"unable to enqueue message" when `AsyncClient<UdpResponse>` sends too many requests #1276

LEXUGE · 2020-11-08T12:11:18Z

Describe the bug
During pressure tests for scale like 890 qps, I found

2020-11-08 18:24:11,428 DEBUG [trust_dns_proto::xfer] enqueueing message: [Query { name: Name { is_fqdn: true, labels: [baidu, com] }, query_type: A, query_class: IN }]
2020-11-08 18:24:11,428 DEBUG [trust_dns_proto::xfer] unable to enqueue message
2020-11-08 18:24:11,428 WARN  [droute::router] Upstream encountered error: could not send request, returning SERVFAIL
2020-11-08 18:24:11,428 DEBUG [trust_dns_proto::xfer::dns_exchange] io_stream is done, shutting down

where droute is the name of my project.

To Reproduce
Hard to get down to a minimal reproducible code snippet. However, I did the following:

Receive DNS query in an event loop.
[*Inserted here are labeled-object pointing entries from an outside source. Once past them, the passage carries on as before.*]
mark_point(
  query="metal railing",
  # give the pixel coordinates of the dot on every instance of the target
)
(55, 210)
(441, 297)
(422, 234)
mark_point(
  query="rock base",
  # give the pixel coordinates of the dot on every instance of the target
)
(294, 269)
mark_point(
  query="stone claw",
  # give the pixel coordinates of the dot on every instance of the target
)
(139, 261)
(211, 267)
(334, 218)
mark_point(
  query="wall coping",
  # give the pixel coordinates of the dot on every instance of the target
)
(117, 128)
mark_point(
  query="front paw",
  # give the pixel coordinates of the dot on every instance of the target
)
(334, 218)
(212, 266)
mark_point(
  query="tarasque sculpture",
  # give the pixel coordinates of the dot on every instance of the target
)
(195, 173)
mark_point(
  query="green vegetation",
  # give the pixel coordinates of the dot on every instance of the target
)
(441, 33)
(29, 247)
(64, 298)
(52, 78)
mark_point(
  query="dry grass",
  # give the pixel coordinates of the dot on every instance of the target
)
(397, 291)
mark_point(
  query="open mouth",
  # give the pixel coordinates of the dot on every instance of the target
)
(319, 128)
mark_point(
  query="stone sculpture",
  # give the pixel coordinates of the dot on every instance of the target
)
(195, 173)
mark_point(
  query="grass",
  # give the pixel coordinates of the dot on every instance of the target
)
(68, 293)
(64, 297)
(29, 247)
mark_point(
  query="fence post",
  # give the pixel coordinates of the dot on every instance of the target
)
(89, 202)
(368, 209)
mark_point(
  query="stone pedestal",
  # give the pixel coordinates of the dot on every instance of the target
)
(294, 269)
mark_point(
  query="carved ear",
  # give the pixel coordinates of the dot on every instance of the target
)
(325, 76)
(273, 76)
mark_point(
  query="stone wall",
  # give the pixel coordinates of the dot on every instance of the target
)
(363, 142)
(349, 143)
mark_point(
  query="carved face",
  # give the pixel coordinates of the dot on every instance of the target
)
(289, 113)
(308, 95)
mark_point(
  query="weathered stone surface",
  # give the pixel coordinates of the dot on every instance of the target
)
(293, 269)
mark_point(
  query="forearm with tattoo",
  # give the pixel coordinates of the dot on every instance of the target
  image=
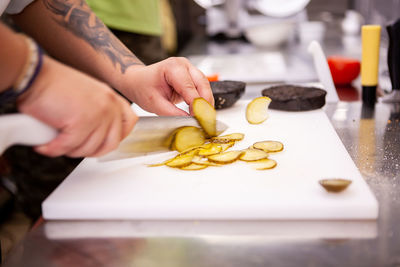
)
(77, 18)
Spawn a new task for each query.
For each task, clone the AsyncClient and send through it.

There is only one AsyncClient, but it is cloned for several times.
I tested with delay in between, 1 millisecond doesn't help (issue persists for unable to enqueue), 2 milliseconds result in timeout (I set timeout for like 2 seconds per query).
I also tested to have multiple AsyncClient, which results in high rate of timeout.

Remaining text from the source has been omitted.